A new ANU centre shaping tech policy focuses on optimal benefits
Former diplomat Johanna Weaver will lead a push for rules which bring out the best, and avoid the worst, in new technologies.
The uneven race between technological development and those who are trying to establish the rules and strategies to manage it effectively has prompted the Australian National University to set up a new unit – the Tech Policy Design Centre.
The new body will “reimagine how policy can be used in a positive way to shape technology”, ANU chancellor and former foreign minister Julie Bishop said on Monday.
“This will help position our nation to harness the full potential of digital technologies while responsibly mitigating against future harms,” she said.
Centre director Johanna Weaver, a lawyer and former diplomat with the Department of Foreign Affairs and Trade, says wholesale change is needed. She admits it is a big ambition.
Although Australia is doing well in many aspects of managing technological innovation, and it is crucial to avoid stifling innovation, “our current governance frameworks are struggling to keep up with the pace of innovation and change”, she says.
“We are seeing technology having positive and negative impacts on our society, our economy and our security. Many of these are unintended, such as social media, designed to connect friends, now breeding disinformation that has the potential to undermine democracies.
“But our future does not need to be a digital dystopia … We have a say in how this story unfolds; but we need to think much more intentionally about the impact of technology on the things that matter to us.”
Well-designed policy “drives economic growth, protects our national security and promotes the rights of individuals” she says.
Covid-19 check-in apps are a case in point. “If the app is easy to use, people are more likely to use it. If people have confidence that the data will only be used for the stated purpose – public health, not criminal investigations – more people will use it. Then we’re more likely to get accurate data when it comes to contact tracing. And that will impact the length of the lockdowns.”
She defines the challenge simply: “How do we move beyond taking the technology that is served up to us, to using policy as a tool to shape the technology that we want and need?”
Weaver says the first thing is a change in mindset, to “stop thinking about technology as one discrete piece of technology and to start thinking about how that piece of technology fits in the bigger picture … the impact that technology is having or could have on our systems of government, our society, our economy, our security.”
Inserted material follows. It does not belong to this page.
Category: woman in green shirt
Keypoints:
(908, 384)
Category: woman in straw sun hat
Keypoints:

Most recently Weaver was Australia’s chief cyber negotiator at the UN, where there is spirited debate over how to maintain peace and avoid new technologies triggering conflict.
“Every country in the world is grappling with the impact that rapidly evolving technologies are having,” she says.
The centre will embark on projects involving industry, as the drivers of innovation; government, which speaks for the people and steers governance; and academics, because “often the deep knowledge and long-term research” resides with them and groups such as people with disabilities and those from culturally and linguistically diverse communities.
There will be a “futures” project to define scenarios for how the technology ecosystem might evolve, and what governance would be needed in each case; and a stocktake of the attempts that have been made to regulate the big technology companies, how effective they have been and how they could be improved.
There also will be a survey of attitudes to technology among the public.
“What do people want from technology and how do they see the role of governance in shaping technology?” Weaver asks.